Dekadan:
1. XIX. yüzyıl sonlarında Fransa'da natüralistlere karşı çıkan sembolizm akımına öncülük etmiş olan sanatçı
2. Edebiyatta, sanatta yozlaşma, gerileme
Tecessüm:
1. Boyut kazanma, cisimlenme
2. Görünmeye başlama, belirme
3. Göz önüne gelme, canlanma
Kullanımı:
Muhattapları çağdaşları olan wilde, muhattapları gibi kendini de ciddiye almayarak sükseli hayatını, eleştirel tavrını, dekadanlığını ve humorunu alkışlar ve tezahüreatlar eşliğinde sürdürdü.
Komedya ile tragedyanın ayrılmaz diyalektik birliğinin tecessüm ettiği o anda, wilde’ın kısa hayatının ikinci ve eşcinselliği bahane edilerek son perdesi sahnelenmeye başlar.
Enstantane:
1. Bu yöntemle çekilen fotoğraf
2. Bir anda olan
3. Işıklama süresi saniyenin 1/25'i veya daha kısa olan hızlı bir hareketi çekme yöntemi.
4. Şipşak
Kullanımı:
Bu tercihle ortadan kalkacağı sanılan gerilim, Rulfo’nun deklanşöre basar gibi yakalayıp dondurduğu bölük pörçük enstanteleri ard arda sıralamasıyla dayanılmaz bir hal alır.
Dikotomi:
1. Klasik ikilik
2. (Yun. dichia: ikili; temnein: kesmek) İki eşit parçaya ayrılmak üzere büyüme noktasından ikiye bölünerek dallanma.
3. İkiye ayırma
Kullanımı:
Bütün dikotomiler gibi dinamitlenmesi gereken bu aşırı değer yüklü keyfi ayrımın insanlığa bedeli çok ağır olmuştur.
Kabala:
1. Yahudilerde, yazılı olarak konulmuş olan Tanrı kanunlarının yanında, ağızdan ağıza geçen din buyruklarının, İbrani felsefesinin ve efsane yazılarının bütünü.
2. Bu öğretinin yandaşlarının bütünü.
3. Doğaüstü varlıklarla ilişki kurma sanatı.
4. Götürü, toptan.
5. (İbr.
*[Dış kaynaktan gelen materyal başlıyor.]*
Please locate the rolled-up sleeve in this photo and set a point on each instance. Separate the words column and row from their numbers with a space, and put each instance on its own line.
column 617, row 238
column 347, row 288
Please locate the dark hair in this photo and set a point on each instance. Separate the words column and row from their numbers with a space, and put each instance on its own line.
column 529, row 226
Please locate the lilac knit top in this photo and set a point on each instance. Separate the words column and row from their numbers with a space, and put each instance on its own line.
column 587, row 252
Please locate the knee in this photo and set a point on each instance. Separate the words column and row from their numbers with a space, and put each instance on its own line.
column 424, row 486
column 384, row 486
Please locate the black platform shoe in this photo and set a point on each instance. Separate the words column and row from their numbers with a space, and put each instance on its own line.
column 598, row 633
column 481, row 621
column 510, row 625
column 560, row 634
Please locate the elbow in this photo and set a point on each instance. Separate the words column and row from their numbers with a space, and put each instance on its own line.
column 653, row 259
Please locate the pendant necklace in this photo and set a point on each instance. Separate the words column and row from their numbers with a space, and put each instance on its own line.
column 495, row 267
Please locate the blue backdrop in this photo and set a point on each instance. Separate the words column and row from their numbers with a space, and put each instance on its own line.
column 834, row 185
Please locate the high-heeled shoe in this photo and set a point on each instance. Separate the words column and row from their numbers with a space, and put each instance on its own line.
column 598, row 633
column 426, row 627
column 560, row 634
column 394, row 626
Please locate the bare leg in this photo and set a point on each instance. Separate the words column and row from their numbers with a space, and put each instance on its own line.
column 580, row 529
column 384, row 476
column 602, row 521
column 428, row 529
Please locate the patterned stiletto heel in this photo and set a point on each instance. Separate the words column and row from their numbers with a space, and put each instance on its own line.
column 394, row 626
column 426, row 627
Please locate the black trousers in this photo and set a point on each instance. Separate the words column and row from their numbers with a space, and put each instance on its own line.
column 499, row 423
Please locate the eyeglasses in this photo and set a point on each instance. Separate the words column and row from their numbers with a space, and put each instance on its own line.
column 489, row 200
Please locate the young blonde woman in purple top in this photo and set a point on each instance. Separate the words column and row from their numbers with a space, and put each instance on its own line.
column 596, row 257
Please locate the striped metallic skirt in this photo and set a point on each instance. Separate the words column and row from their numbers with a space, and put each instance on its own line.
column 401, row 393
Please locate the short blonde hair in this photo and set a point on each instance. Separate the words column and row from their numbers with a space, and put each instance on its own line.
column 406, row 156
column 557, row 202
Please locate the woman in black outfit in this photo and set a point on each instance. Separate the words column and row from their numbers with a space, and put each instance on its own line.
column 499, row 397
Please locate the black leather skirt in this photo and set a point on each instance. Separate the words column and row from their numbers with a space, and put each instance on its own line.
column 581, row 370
Kabbalah - alınmış şeyler; gelenek) Yahudilerin yazılı olarak konulmuş olan Tanrısal yasaları yanında ağızdan ağıza geçen dinsel buyrultuları. İbranî felsefesinin ve söylence (mithos) yazılarının toplamı. // Tarihleri kesin bilinmiyor; en eskisi (8. ya da 9. yüzyıl) evrenin yaratılışı ile ilgilidir.
Kullanımı:
Foucault Sarkacı ise kabalacı, Simyacı, ve hermetik doktrinlerle bezenmiştir.
Saudade: Latin tarzı ritimlerde uzmanlaşmış Amerikan caz grubu
Kullanımı:
Lizbon'un saudadesi ile tanışınca Pessoa'nın ruhunu kendi içimde hissediyorum.